Estrada para Redenção
Solomon Boheme havia sido proibido de exercer suas funções como rabino pela Rabanut (Rabinato Chefe), sucedendo ao exílio, mas não por falta de fé ou coragem, mas pelo chamado que clamava em sua mente e espírito, maior que qualquer arbítrio por parte dos homens.
O rabino havia sido conduzido por sonhos enigmáticos, levando-o a despertar durante a estadia na Alemanha, seu mentor Shmuel Levi, o acolheu e instruiu sobre o verdadeiro caminho, elucidando a única e legítima missão do mago, as Tradições, o Coro Celestial e o que significava ser um dos Templários desse novo mundo que se desdobrava para Boheme. Seu tutor e ele próprio, sentiram a escuridão que se aproximava da humanidade à cada dia, muito antes da eclosão da 2ª Guerra Mundial.

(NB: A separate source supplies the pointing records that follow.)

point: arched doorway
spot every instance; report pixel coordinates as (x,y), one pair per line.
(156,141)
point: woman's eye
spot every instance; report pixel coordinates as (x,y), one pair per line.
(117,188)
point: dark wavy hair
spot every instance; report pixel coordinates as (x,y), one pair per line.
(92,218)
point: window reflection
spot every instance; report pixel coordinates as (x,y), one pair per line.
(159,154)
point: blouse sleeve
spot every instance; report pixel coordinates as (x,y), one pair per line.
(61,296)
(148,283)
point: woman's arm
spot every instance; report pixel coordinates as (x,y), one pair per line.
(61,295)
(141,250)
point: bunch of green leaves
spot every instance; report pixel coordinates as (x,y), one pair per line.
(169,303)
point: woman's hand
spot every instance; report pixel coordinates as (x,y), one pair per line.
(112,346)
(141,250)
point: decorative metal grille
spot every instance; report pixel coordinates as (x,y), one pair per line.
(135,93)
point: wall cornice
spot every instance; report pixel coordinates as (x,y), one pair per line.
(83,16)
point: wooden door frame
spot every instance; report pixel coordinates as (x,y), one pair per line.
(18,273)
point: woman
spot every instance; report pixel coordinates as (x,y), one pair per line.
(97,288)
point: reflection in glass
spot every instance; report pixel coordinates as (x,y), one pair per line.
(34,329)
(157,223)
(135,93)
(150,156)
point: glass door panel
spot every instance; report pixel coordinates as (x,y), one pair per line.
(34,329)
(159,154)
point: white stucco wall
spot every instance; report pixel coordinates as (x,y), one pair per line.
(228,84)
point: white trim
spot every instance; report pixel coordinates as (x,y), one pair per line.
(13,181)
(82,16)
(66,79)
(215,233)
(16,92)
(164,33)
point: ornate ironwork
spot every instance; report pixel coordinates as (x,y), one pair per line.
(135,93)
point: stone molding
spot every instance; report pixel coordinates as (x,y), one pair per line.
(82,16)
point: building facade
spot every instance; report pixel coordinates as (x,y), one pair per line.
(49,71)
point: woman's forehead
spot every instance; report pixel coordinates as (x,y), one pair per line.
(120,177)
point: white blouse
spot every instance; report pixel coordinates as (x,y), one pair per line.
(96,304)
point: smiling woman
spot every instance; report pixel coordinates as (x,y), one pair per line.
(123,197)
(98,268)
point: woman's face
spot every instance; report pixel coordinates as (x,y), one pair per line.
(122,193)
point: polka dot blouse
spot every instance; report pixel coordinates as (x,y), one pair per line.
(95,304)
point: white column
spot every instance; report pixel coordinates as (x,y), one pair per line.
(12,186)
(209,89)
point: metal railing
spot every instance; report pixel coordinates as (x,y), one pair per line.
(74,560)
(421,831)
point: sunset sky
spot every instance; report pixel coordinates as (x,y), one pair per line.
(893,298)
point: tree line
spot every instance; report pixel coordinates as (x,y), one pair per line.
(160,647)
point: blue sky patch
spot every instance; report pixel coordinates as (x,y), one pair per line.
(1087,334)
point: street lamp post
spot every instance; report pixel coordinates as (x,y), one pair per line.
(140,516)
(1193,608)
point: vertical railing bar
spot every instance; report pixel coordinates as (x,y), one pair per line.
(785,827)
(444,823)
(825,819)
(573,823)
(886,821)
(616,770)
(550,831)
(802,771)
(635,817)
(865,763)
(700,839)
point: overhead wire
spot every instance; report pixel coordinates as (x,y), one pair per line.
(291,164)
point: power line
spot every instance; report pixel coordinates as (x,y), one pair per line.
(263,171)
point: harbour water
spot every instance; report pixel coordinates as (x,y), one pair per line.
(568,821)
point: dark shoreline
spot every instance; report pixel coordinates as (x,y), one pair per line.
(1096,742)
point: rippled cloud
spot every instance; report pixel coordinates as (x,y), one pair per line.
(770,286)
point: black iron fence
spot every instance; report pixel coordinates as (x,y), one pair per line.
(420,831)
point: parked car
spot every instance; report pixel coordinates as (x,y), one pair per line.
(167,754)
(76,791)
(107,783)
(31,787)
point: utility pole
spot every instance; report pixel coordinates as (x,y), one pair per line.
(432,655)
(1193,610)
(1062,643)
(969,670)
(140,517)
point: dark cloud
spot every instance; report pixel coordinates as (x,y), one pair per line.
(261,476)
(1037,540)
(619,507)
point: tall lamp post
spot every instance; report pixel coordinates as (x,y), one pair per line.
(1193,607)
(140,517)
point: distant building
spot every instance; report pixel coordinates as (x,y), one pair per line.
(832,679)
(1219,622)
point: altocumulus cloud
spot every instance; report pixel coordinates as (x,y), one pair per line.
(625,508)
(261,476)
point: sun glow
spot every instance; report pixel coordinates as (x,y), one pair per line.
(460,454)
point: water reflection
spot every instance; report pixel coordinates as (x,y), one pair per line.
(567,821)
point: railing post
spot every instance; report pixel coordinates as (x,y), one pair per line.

O mago, que comportava em si o avatar do próprio Rei David, havia recebido um sinal de HaShem em seus sonhos. Visões nítidas e futuras, instruções em formas de enigmas que somente uma alma iluminada poderia comportar, uma mente treinada para não enlouquecer com o toque divino em sua existência, em seu padrão primordial, como havia aprendido com Shmuel. Podia ver Rotterdam queimando, mas a vontade do Eterno estava voltada para Amsterdam, é para lá que ele deveria peregrinar.
A dupla se mantinha firme em Berlim, mesmo com toda a perseguição aos judeus na ascensão do Partido Nazista, indo ao auxílio dos que não podiam se defender sozinhos. Todavia as coisas mudariam, eram os sonhos, seu mentor deveria ficar onde estava, enquanto sua hora havia chegado, era o momento de retornar.
Semanas depois aqui estava Solomon Boheme, vagando pelas ruínas da outrora belíssima Rotterdam, os alemães haviam destruído a cidade com seus bombardeios, deixando milhares de mortos e desabrigados, se espalhando pelo país para sobreviver. O corista margeava o perímetro urbano, optando por viajar pelas estradas secundárias, para diminuir as chances de ser visto pelas tropas alemãs e evitar problemas, usando o familiar para ter uma vantagem aérea da percepção local.
As solas dos sapatos gastas e lameadas, o fôlego apresentando os primeiros indícios da fadiga pela longa peregrinação, desde que passara pela fronteira da Alemanha para os Países Baixos, foi quando encontrou os refugiados e suas carroças, no final do entardecer, rumando à Amsterdam, carregando o que haviam conseguido salvar, além das próprias vidas e uma profunda tristeza. Judeus, cristãos e protestantes, nesse momento eram todos holandeses devastados pela guerra, reunidos em uma mesma fila e com o mesmo propósito, sobreviver.
A gaiola coberta em que levava Yossel nas costas começava a balançar, mas não deveria ser impaciência, visto que ainda estava anoitecendo e seu companheiro havia ficado "solto" o dia anterior por completo, algo estava para acontecer. Ao forçar a visão, podia notar poeira sendo levantada no horizonte, eram carros vindo na direção do grupo de refugiados pela estrada barrenta.